The Jockey Club's EquineLine sire reports also report Giant's Causeway as leading sire. According to a Jockey Club representative, they use basically the same criteria as the Blood-Horse "to avoid over inflating progeny earnings because of the purses in Japan/Hong Kong." Okay, so you use earnings from the richest day in Thoroughbred racing--Dubai World Cup day, but don't use Japan and Hong Kong because they "inflate" progeny earnings. Somehow I thought inflating progeny earnings was what sire lists were all about, but never mind.

The Daily Racing Form's sire lists (which, again, I don't see the print version so someone tell me if I have this wrong) list Smart Strike as leading sire of 2009, because their list is based on earnings in North America and Dubai World Cup day only. That's right....not all of Dubai, just World Cup day.

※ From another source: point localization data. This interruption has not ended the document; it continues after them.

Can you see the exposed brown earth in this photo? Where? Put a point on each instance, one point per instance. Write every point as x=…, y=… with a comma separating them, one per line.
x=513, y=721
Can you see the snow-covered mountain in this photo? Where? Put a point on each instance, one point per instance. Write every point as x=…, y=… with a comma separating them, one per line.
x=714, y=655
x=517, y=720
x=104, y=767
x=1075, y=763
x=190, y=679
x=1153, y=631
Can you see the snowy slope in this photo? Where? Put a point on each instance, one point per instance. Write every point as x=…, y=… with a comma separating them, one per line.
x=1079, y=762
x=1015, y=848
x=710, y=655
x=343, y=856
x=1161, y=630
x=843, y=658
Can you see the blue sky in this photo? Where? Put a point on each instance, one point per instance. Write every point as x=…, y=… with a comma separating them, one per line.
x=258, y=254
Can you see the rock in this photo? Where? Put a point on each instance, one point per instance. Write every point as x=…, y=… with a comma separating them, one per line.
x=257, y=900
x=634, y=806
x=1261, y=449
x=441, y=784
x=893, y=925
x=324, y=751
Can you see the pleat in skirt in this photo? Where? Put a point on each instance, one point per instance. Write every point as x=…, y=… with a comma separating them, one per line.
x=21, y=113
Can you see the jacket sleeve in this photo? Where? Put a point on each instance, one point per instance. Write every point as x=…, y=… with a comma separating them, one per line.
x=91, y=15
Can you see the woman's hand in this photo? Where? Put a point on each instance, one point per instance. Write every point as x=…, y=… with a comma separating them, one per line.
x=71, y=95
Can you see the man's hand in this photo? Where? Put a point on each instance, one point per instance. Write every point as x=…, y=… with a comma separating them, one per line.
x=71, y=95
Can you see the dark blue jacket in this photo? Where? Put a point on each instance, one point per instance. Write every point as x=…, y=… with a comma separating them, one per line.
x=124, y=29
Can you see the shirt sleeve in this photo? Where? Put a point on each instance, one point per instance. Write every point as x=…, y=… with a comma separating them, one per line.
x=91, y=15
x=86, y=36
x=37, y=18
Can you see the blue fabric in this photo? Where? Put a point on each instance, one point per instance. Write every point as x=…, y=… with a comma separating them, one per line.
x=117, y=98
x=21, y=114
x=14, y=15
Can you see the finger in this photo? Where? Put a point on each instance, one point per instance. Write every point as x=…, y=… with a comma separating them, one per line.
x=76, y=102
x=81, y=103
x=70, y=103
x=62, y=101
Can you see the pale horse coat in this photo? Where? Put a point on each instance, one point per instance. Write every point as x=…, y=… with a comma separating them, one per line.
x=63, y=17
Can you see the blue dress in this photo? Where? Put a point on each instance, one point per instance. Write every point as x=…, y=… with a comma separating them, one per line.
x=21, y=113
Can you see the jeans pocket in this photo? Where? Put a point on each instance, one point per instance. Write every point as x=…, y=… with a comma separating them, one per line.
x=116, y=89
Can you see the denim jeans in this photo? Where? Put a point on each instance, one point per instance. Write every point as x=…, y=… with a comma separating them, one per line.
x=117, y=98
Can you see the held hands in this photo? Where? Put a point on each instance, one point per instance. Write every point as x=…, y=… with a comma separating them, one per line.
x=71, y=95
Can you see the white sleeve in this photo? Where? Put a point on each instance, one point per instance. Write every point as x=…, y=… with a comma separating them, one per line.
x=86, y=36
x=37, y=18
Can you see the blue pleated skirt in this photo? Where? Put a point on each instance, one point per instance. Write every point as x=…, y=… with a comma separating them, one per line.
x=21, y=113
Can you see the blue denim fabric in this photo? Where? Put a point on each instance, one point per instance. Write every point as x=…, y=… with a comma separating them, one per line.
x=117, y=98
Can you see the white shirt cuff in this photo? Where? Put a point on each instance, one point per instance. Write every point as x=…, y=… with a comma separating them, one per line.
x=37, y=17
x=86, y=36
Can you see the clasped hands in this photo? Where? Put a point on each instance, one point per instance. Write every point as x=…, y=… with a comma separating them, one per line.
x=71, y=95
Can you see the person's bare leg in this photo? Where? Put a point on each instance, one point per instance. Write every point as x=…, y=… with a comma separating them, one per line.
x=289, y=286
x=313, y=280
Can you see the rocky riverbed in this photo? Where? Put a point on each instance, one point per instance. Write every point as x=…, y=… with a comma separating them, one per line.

Bloodstock Research's Bloodstock Journal and Brisnet service publishes a leading sire list on their website, but frankly I have no idea what criteria it is based on, because, although Giant's Causeway is listed as the leader, Cape Cross, who stands in Ireland is listed second, and Irish-based Danehill Dancer and English-based Oasis Dream both appear in the top ten.

The NTRA website--which I suppose is as close to an "official" site for Thoroughbred racing information as anything else, at least to the general sporting public--links to this EquineLine list, which, it turns out, is very similar to the Brisnet list, though the earnings totals are different. Best I can figure, Cape Cross, Danehill Dancer, are included because they had a starter in North America in 2009.

Is it any wonder the sporting public is confused by and steadily losing interest in Thoroughbred racing? We can't even begin to agree on how to keep our most vital statistics. By my count we have at least five different ways of counting what should be a simple thing, and, as a result, come up with two different horses as leading sire.

None of this makes any sense.

No other country in the world that I know of includes racing outside their borders in their leading sire statistics. And, yes, when I participated in producing specs for the Thoroughbred Times sire list software, I argued in favor of including worldwide earnings, because that gives the most complete picture of the sire's accomplishments, though, in my defense, I insisted we calculate a North America only list as well.

Sire lists that reflect worldwide earnings keep advertisers happy, because they generally give higher numbers. We have to have those stats, and sire lists based on international earnings (all international earnings--no picking and choosing what countries you use) are a perfectly valid way to look at it. But, ultimately, that should not determine the leading North American sire.

That title should be determined by earnings in North America only. And nobody in the business--that's right, nobody--uses those criteria to determine the horse they call simply "leading sire."